Laboratory presentation
CESI LINEACT (UR 7527), Laboratory for Digital Innovation for Businesses and Learning to Support the Competitiveness of Territories, anticipates and accompanies the technological mutations of sectors and services related to industry and construction. The historical proximity of CESI with companies is a determining element for our research activities. It has led us to focus our efforts on applied research close to companies and in partnership with them. A human-centered approach coupled with the use of technologies, as well as territorial networking and links with training, have enabled the construction of cross-cutting research; it puts humans, their needs and their uses, at the center of its issues and addresses the technological angle through these contributions.
Its research is organized according to two interdisciplinary scientific teams and several application areas.
Team 1 "Learning and Innovating" mainly concerns Cognitive Sciences, Social Sciences and Management Sciences, Training Techniques and those of Innovation. The main scientific objectives are the understanding of the effects of the environment, and more particularly of situations instrumented by technical objects (platforms, prototyping workshops, immersive systems...) on learning, creativity and innovation processes.
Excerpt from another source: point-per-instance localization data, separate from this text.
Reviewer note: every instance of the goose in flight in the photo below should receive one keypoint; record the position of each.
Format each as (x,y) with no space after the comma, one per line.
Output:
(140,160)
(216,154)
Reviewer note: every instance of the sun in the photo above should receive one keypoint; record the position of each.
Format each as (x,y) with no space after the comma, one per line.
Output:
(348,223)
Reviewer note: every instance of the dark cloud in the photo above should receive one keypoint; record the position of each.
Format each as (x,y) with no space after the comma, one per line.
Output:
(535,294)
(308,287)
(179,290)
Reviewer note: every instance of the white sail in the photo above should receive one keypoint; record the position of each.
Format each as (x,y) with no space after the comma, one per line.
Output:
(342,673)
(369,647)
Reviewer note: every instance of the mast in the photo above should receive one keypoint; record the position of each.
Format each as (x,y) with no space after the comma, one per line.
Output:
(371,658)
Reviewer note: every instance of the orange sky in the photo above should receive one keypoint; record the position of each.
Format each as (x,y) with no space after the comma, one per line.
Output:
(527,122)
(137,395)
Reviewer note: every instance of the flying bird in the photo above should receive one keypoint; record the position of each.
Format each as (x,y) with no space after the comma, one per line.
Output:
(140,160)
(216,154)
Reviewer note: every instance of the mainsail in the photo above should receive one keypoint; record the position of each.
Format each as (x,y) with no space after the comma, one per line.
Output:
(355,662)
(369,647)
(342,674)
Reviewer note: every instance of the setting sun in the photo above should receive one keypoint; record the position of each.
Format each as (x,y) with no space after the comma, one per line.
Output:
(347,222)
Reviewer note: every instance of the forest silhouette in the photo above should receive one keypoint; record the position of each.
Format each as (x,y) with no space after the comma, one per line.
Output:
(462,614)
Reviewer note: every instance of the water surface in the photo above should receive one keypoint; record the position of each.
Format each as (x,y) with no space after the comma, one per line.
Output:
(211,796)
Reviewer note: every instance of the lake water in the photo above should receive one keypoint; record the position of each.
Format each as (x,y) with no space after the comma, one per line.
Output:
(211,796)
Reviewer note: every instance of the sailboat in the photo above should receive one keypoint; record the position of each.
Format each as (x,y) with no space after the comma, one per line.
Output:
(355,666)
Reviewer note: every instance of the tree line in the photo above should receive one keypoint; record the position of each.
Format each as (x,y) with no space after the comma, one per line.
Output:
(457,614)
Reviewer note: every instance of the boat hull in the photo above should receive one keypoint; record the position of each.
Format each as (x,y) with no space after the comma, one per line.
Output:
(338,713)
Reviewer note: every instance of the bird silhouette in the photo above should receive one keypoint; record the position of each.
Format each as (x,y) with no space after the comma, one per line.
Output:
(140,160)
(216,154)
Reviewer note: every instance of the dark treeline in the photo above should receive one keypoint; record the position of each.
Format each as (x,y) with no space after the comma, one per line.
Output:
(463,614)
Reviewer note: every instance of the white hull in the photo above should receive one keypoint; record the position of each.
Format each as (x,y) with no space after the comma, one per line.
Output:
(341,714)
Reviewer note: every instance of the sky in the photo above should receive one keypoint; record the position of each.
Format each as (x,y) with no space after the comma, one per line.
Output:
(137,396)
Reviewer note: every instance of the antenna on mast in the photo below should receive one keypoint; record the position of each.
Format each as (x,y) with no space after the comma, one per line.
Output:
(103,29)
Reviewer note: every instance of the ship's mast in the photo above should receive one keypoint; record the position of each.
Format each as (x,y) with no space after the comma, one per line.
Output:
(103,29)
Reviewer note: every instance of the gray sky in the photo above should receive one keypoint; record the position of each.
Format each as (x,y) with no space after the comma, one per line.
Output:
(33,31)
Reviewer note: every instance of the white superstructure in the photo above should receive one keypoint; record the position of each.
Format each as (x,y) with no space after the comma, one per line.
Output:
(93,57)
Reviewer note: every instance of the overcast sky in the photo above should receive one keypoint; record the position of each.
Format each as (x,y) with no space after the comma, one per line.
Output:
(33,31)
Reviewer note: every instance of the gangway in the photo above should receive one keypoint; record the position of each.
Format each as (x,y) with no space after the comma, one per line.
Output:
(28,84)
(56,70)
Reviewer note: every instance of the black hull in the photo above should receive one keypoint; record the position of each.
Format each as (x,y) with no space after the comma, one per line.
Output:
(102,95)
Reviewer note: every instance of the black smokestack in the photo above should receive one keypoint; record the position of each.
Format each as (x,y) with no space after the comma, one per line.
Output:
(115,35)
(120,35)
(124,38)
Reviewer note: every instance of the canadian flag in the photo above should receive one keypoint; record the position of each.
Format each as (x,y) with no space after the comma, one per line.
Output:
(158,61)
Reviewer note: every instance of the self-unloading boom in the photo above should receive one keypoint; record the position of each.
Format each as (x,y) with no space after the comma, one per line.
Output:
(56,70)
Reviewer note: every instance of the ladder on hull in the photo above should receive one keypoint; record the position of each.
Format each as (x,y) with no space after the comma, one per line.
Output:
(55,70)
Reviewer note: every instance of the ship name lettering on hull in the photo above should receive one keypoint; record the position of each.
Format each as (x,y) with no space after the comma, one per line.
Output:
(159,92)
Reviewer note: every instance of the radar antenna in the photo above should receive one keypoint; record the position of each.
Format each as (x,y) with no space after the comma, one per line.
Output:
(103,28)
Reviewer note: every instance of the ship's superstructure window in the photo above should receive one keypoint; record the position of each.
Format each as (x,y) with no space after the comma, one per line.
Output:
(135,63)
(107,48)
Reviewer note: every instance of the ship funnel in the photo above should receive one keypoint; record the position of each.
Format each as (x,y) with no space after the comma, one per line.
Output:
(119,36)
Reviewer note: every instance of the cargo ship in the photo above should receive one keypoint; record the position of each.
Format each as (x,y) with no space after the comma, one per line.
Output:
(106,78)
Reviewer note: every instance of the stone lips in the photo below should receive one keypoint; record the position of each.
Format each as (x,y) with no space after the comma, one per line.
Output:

Team 2 "Engineering and Digital Tools" mainly concerns Digital Sciences and Engineering. The main scientific objectives focus on modeling, simulation, optimization and data analysis of cyber physical systems. Research work also focuses on decision support tools and on the study of human-system interactions in particular through digital twins coupled with virtual or augmented environments.
These two teams develop and cross their research in application areas such as: Industry 5.0, Construction 4.0 and Sustainable City, Digital Services.
Areas supported by research platforms, mainly that in Rouen dedicated to Factory 5.0 and those in Nanterre dedicated to Factory 5.0 and Construction 4.0.
Description
Industry 5.0 marks a new stage in the evolution of the industrial world, built on three key pillars: human-centricity, sustainability, and resilience. Rather than focusing solely on productivity, it emphasizes creating systems that respect human capabilities, reduce environmental impact, and remain robust in the face of disruptions. Re-centering the human in industrial systems therefore introduces several challenges (Nahavandi, 2019), particularly the need to design workspaces that are more ergonomic and compatible with human capabilities. The notion of tool affordance (Gibson, 1979), borrowed from the social sciences, provides a key framework for understanding how operators perceive the objects in their environment and how they interact with them. By analyzing these interactions, it becomes possible to design technologies that are more intuitive, adapted, and genuinely human-centred.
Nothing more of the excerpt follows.